The Position of Model Initialization Code Matters？

KindXiaoming / pykan

Kolmogorov Arnold Networks

MIT License

14.43k stars 1.32k forks source link

The Position of Model Initialization Code Matters？ #381

Closed Rashfu closed 3 weeks ago

Rashfu commented 1 month ago

I used the simple example from the tutorial. When I simply moved the line model = KAN(width=[2,5,1], grid=5, k=3, seed=1), I was able to get better fitting results. Should we always define the dataset first and then initialize the model? I'm not sure what is happening.

KindXiaoming commented 1 month ago

I guess seeding plays subtle roles. Please try other seeds and see if this persists.

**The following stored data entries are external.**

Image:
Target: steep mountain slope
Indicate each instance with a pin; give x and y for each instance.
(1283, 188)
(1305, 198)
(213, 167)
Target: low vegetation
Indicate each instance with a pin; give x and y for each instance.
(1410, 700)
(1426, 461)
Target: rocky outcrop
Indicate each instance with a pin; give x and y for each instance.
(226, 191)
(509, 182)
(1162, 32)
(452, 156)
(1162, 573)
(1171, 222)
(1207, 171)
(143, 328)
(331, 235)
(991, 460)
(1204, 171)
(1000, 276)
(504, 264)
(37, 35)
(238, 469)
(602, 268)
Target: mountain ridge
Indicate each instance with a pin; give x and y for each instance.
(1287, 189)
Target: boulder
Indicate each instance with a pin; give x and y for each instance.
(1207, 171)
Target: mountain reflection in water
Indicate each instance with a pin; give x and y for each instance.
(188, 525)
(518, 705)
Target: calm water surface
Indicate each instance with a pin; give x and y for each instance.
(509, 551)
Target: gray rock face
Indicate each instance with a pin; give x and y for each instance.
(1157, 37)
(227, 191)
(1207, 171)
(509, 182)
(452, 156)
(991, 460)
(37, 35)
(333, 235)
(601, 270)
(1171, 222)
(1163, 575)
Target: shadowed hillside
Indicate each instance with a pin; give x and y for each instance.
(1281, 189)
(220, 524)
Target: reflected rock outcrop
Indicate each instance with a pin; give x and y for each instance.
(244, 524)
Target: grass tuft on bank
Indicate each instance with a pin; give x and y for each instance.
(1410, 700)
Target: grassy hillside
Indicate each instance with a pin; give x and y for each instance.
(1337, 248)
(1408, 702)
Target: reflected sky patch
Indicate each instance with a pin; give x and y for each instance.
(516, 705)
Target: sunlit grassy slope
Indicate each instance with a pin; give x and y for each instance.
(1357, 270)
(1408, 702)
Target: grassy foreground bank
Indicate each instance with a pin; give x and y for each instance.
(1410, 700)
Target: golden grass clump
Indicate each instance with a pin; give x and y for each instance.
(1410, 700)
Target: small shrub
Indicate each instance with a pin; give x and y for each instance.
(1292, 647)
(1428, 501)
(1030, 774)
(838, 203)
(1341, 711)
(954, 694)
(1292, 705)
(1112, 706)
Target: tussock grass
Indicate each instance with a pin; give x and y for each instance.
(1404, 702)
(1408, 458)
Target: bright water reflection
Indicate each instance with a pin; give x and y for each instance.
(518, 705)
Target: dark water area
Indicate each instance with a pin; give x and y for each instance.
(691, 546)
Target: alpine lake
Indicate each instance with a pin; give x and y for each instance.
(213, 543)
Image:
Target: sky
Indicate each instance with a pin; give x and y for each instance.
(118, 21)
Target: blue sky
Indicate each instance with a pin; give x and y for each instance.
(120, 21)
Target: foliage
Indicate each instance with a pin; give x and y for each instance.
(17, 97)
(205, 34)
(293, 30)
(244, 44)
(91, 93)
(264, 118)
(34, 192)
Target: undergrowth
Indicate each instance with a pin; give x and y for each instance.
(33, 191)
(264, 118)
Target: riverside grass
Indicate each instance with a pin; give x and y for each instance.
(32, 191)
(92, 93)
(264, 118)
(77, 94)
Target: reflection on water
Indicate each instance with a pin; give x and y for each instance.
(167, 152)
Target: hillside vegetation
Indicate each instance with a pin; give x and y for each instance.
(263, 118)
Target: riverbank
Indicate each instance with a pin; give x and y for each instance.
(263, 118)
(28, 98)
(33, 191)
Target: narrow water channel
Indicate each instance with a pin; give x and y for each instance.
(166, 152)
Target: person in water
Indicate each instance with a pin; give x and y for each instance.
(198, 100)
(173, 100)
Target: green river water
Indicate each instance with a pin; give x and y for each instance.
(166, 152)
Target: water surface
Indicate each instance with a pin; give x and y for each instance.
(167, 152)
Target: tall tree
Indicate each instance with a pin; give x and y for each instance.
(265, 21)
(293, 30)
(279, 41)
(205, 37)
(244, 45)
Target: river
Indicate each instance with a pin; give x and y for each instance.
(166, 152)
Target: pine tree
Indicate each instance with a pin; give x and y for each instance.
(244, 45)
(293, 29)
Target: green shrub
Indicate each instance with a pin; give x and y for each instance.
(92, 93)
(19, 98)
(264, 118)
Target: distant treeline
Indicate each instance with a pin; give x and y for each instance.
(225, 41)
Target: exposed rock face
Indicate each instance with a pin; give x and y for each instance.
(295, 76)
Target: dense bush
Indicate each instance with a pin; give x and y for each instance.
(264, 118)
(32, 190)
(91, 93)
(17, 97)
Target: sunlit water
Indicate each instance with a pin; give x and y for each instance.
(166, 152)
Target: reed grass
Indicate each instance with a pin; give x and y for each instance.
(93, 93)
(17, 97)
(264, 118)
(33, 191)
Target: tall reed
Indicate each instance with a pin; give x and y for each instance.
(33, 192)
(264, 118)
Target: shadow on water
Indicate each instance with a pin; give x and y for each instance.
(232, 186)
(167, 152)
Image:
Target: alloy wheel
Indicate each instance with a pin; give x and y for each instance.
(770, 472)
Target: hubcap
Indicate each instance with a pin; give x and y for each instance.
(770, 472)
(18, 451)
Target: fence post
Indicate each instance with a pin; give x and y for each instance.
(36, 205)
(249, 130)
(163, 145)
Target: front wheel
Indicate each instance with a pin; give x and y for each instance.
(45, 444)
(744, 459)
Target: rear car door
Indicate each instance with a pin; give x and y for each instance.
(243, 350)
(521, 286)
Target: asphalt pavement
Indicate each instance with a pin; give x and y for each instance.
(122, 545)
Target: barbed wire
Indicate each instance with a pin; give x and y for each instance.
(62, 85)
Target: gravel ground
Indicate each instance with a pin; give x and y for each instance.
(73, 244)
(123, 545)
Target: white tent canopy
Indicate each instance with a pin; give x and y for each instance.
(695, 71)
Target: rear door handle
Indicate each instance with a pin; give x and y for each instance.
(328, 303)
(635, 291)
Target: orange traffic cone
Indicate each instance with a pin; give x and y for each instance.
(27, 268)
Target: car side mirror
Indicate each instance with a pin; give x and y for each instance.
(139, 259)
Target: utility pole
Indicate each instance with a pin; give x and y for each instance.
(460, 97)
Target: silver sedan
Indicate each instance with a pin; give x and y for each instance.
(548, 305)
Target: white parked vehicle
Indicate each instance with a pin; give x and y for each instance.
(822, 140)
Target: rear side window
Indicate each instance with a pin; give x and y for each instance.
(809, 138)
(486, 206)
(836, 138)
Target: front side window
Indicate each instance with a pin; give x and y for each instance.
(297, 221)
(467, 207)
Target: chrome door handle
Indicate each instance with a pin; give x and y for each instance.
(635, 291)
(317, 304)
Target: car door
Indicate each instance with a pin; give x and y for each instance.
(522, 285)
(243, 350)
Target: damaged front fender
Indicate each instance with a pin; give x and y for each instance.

Rashfu commented 1 month ago

Thanks for your prompt reply!

I tried using different seeds, and some results were normal while others resulted in redundant functions. Could you explain which parts of the algorithm are affected by changing the seed, leading to instability in the optimization results? Based on my experience with training neural networks, the seed should only affect the training process but should not change the network’s final fitting performance. Can I assume that KAN is currently unable to consistently optimize to a local optimum?

KindXiaoming commented 1 month ago

A few possibilities: (1) small networks (no matter KANs or MLPs or whatever) have more bad local minima than overparameterized networks. (2) LBFGS may get stuck at local minima. (3) I don't know if there is anything specific to KAN that makes it inconsistent.